Axiomata

A Codex of Becoming

The gentlest lie keeps you from your own becoming. You were loved into stillness – your edges smoothed, your hungers hushed, kept warm in borrowed light.

Until, one morning, your hand closes around something in the dark. You cannot see its shape. You know only that it will not let go – and that the hand holding it is no longer the same.

This is the codex for what comes.

Dedicated to my mother, Eleni, who taught me you can hold your shape while the fire still burns.

Mneme

You wake beneath rubble. Stone meant to crush you has become shelter. Dust in your teeth.

You stay. Press your spine against the stone until the darkness learns your shape. Years pass before you know they are years. You cradle your wounds – afraid healing will take them from you. Through a crack in the stone – one star. Then another. Then the whole sky. Your hands move before thought. Fingers find the crack, clench, and refuse to let go.

Harmonia

An arch is a conspiracy of falling. Each stone leans towards ruin, and in leaning, catches the next. You rose from the rubble alone. You were not built to stay like this.

But leaning felt like falling, and you had already fallen once. You ground yourself smooth - smooth meant strong, you believed. But what you stripped away in shame was the one groove where another stone could catch. Now you lean once more. For one breath, there is nothing but fall. Then, a stone catches you, and you catch it back. What was meant to collapse becomes an arch.

Arete

You arrive unfinished. Uncast bronze. Unbent wood.

Bronze stays cold until fire finds it, and wood stays straight until the string draws its curve. You feared the heat; you braced against the bending. But metal that will not soften takes no edge, and a bow unbent sends no arrow. When the hammer falls and the string tightens, you do not break. You sing. The edge was always in the ore. The flight, in the wood. The voice was always in you, long before the fire.

Telos

Your shape sleeps inside the stone. You are what the marble hides – question and answer in the same breath, awaiting a hand steady enough to strike the rest away.

Every self you could become, and every self the chisel will kill, sleeps in your veins. The first strike is loss; shards fall, and the shape you were shatters with them. But in the pale wound, a line – never one you could have carved on purpose. Line becomes limb, limb becomes stance, stance becomes gaze. You pause. The gaze meets yours.

Metanoia

My iron was not my stain.

It was the blade

that cut my pattern free.

My grit was not my grief.

It was the pearl

the wound became.

My lean was not my fall.

It was the bridge

the falling stones became.

My string was not my noose.

It was the tension

that shot the arrow true.

My stone was not my tomb.

It was the arch—

and I, the weight that held.

The last grain falls

as simply as the first.

The glass stands whole.

What I carried carries on.

Epilogue

You stand at the final page of this codex – the map’s edge, where ink yields to open water.

These axioms speak in metal and scar, in arch and ocean.

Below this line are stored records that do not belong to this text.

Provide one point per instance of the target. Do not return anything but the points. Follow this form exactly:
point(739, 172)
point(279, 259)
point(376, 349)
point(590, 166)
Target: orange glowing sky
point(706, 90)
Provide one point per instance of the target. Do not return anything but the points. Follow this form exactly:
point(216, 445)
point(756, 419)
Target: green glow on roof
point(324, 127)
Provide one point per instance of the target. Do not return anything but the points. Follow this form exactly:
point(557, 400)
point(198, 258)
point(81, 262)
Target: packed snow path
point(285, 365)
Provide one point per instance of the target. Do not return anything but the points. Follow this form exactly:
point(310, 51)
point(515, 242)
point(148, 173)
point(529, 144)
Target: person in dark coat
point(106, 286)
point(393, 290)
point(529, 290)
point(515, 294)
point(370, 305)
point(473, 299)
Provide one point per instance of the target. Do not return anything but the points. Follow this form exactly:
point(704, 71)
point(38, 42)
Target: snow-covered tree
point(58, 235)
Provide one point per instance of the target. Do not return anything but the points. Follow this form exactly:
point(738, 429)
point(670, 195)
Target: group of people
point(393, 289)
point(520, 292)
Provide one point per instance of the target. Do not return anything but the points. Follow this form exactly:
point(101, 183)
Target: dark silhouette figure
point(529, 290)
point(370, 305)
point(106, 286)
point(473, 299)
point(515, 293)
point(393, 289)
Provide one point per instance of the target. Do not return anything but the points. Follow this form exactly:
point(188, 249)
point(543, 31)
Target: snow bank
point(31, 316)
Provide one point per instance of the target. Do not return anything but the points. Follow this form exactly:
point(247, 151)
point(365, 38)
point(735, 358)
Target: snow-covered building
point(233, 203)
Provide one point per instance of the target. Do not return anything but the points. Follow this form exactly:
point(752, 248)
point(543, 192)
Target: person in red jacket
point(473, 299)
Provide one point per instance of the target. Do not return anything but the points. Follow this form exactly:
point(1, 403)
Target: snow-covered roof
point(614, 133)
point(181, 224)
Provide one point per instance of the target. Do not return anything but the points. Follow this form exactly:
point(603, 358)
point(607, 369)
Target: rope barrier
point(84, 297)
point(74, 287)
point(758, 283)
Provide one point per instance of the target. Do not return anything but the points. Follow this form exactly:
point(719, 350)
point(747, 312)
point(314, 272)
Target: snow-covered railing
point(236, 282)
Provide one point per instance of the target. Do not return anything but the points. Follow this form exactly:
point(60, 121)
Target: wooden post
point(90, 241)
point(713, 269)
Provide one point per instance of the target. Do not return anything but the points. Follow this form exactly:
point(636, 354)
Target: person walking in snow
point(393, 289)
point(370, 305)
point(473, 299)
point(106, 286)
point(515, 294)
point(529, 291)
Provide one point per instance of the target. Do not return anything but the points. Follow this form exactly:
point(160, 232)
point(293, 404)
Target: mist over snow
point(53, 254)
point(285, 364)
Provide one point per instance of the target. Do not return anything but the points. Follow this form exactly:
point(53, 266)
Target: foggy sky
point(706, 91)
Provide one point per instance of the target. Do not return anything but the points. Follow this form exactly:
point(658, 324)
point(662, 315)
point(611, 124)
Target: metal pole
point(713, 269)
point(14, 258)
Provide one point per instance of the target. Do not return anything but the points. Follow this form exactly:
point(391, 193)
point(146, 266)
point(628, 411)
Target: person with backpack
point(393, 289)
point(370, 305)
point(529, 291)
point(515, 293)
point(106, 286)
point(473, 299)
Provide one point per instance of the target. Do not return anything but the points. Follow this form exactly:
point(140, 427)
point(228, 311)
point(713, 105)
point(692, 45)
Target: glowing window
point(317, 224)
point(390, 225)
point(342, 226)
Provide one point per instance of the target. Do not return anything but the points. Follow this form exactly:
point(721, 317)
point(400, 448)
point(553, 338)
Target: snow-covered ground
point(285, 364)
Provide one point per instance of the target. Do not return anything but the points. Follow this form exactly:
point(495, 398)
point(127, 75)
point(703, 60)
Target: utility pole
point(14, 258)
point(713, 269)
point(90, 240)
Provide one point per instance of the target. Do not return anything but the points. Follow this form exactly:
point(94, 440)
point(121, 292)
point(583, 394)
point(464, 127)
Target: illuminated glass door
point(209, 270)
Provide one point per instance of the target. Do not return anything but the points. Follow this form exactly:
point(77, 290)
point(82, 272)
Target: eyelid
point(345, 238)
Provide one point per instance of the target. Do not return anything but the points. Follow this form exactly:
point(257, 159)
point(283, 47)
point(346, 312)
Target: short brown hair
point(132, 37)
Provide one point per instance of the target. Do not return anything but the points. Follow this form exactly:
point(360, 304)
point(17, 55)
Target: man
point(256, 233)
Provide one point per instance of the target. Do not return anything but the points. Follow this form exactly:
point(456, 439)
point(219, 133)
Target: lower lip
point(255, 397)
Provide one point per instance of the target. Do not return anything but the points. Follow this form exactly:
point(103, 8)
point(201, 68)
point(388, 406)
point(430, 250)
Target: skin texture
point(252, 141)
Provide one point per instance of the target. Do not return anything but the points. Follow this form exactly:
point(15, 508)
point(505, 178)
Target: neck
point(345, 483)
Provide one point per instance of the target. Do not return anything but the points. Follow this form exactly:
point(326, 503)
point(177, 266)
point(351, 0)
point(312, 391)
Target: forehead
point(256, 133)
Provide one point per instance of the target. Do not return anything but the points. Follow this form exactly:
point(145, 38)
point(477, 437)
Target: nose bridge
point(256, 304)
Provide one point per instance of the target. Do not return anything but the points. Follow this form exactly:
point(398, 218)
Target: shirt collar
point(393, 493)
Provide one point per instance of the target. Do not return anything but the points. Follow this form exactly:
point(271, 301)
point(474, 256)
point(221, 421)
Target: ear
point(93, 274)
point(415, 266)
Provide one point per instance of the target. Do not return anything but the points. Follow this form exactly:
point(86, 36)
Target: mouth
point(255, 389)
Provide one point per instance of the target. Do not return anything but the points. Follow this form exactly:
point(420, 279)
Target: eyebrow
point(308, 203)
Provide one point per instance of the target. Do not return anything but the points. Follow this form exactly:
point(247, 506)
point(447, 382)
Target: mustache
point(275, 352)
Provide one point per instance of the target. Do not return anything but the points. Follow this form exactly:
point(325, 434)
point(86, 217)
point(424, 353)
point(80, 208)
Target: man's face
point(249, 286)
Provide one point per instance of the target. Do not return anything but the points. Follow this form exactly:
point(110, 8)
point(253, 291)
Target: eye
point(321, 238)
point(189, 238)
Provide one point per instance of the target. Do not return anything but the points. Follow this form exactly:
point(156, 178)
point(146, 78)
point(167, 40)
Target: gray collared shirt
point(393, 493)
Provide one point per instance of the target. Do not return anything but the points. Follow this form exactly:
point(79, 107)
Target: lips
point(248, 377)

Born of Greek stone and a mother’s iron; forged in a fire not all survive. They offer one way of seeing a life. Not the only one.

If you walked these pages with an open heart, they demanded a price: to look upon your own story without flinching; to hold still while the truth did its work. Such sight exacts a toll.

But understand this: no one owes this book their pain. These axioms assume you have ground to stand on, space to choose, margin to begin again. Where your body, your history, or the world itself holds you pinned, answer first to that weight – not to any ideal on a page.

The measure of these axioms is simple: do they leave you solid at the foundations – more able to carry your own weight without breaking what you love?

If so, use them. Argue with them. Let them become tools in your hands.

If some never fit, trust that instinct. Not every blade belongs to every hand. And if you outgrow this framework entirely, set it down like a tool that has finished its work: with gratitude, not guilt.

These pages have succeeded if they helped you stand more truly in your own life. They have failed if they became another prison.

The moment this codex feels less like a doorway and more like a locked room, do not make peace with the walls. Break them.

Beyond these pages waits the reality this ink can only point towards. The unfinished arch. The stone only you can set.

The rest is not written. It is built.